Côté face avant, nous avons un écran de de 6,65 pouces, avec un poinçon central pour loger la caméra. Les bordures d’affichage sont visibles mais pas envahissante, même si nous avons un petit menton un brin plus épais que le reste. Pour autant, cette petite asymétrie ne rompt jamais l’équilibre général du téléphone.

Le fabricant opte pour des tranches plates, les arêtes légèrement arrondies confèrent une douceur immédiate au toucher. Ainsi, en main, le maintien s’avère excellent lors de mes longues sessions d’utilisation.

Le dos plat et mat affiche une belle élégance avec des vis apparentes qui parsèment le capot. Ce détail est une part entière du design de la maison et demeurant une obligation technique pour le démontage. Enfin, une fine pièce gravée du nom de l’entreprise habille discrètement la partie inférieure.
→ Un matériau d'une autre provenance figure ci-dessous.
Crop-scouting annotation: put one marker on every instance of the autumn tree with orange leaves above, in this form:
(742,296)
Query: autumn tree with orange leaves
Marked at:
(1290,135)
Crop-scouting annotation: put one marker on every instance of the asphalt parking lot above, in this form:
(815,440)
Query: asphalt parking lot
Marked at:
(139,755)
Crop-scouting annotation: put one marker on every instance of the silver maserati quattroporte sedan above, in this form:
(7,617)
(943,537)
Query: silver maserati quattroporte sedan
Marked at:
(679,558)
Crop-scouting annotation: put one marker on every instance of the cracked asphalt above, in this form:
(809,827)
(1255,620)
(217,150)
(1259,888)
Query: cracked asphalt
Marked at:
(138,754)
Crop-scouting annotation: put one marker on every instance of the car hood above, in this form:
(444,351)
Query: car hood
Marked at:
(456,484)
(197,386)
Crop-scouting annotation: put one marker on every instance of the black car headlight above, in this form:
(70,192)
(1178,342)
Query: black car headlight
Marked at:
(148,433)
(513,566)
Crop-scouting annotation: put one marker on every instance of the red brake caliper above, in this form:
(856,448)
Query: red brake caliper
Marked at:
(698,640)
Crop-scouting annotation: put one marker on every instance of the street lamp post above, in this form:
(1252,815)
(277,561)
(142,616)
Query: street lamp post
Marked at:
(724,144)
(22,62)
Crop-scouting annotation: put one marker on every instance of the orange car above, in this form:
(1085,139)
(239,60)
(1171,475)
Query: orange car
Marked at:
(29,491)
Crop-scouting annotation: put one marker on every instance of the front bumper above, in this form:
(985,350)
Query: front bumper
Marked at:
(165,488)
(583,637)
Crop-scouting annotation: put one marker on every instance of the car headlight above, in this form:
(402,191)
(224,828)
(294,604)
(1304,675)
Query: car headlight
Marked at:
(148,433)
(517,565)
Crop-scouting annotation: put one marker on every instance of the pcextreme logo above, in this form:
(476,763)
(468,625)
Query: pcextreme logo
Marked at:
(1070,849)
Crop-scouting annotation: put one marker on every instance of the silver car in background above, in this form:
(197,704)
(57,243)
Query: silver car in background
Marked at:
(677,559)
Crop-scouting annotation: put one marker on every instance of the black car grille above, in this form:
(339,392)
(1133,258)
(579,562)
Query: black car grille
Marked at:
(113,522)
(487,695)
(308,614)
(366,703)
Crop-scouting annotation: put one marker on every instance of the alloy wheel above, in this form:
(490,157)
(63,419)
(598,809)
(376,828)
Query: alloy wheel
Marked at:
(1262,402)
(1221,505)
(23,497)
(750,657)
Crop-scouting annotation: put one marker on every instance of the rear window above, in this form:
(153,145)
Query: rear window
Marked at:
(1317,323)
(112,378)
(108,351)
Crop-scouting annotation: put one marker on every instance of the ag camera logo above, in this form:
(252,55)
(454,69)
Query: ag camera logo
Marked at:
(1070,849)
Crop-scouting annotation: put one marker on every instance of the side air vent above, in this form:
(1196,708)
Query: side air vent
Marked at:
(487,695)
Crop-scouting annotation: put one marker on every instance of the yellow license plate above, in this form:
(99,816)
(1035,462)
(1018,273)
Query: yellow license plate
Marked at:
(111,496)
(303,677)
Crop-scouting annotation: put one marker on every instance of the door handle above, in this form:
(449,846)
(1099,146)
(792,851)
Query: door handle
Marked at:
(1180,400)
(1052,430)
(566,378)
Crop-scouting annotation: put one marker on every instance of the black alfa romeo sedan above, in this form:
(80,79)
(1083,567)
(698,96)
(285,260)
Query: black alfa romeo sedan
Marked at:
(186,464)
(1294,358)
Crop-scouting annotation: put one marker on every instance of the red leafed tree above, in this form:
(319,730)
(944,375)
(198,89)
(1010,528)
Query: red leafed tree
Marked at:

L’organisation du bloc photographique évolue également. Ainsi, les trois modules de faible épaisseur s’émancipent de leur ancien cadre massif pour dessiner un triangle.
La qualité d’assemblage est là malgré l’usage massif du plastique, et la structure ne fléchit jamais sous la pression de mes doigts. En revanche, la certification IP55 impose une certaine prudence. Les éclaboussures accidentelles et la pluie fine ne posent aucun problème, mais ne tentez pas plus. Côté écran, le fabricant confie la protection de la dalle à un robuste revêtement Gorilla Glass 7i. Le constructeur garantit son Fairphone cinq ans, bien au-delà de l’année ou des deux ans habituels.
Smartphone et tournevis

L’ADN du projet néerlandais ne se limite pas à l’écoresponsabilité, la réparabilité pensée pour les novices en fait tout autant parti. L’accès aux entrailles de l’appareil ne demande aucune compétence pointue. Je n’utilise qu’un simple tournevis pour libérer les attaches apparentes. Cet outil indispensable accompagne d’ailleurs chaque composant de rechange commandé sur la boutique. La maison firme fournit systématiquement un guide d’assistance illustré. Ce tutoriel détaille la marche à suivre étape par étape. En pratique, l’opération d’entretien devient véritablement accessible à la grande majorité du public.


La marque étoffe également son écosystème avec une gamme dédiée au style de vie. Le catalogue propose une coque de protection, une bague de maintien, ainsi que deux variantes de dos porte-cartes de visite. L’installation de ces éléments périphériques exige systématiquement de les visser fermement au châssis.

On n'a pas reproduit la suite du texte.